第22章 妻の過去
side.名前
「…悟さんは…どうしてそんなに優しいの?」
ずっと不思議だった。
「名前を愛してるからだよ」
「でも…私のお父様もお母様も…こんなに優しくしてくれなかった…」
抱きしめて欲しい時に。
こんな風にギュッとしてくれなかったよ?
「んー…それはきっと愛の違いかもしれないね」
「愛の違い?」
「名前は僕にキスしたいでしょ?」
「うん」
毎日。
キスして、抱きしめて。
愛してるって言って欲しい。
「エッチもしたいでしょ?」
「…うん…」
ポッと顔が赤くなる。
確かにエッチなこともしたい。
「僕の愛は名前の夫としての愛だよ」
「…うん?」
よく分からない。
「名前のご両親は、僕の妻に相応しいように。
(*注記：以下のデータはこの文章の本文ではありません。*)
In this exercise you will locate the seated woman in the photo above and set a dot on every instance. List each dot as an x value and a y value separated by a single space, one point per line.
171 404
厳しく育てたんじゃないかな?」
「…そっか…」
「だから僕の愛とは少し違うんだよ」
悟さんの言ってることが、漸く分かった。
お父様とお母様は、私のために厳しくしてたんだ。
悟さんのような素敵な男性に嫁がせるために。
「悟さん」
「うん?」
「私をお嫁さんにしてくれて、ありがとう」
私は悟さんに抱きついて、キスをした。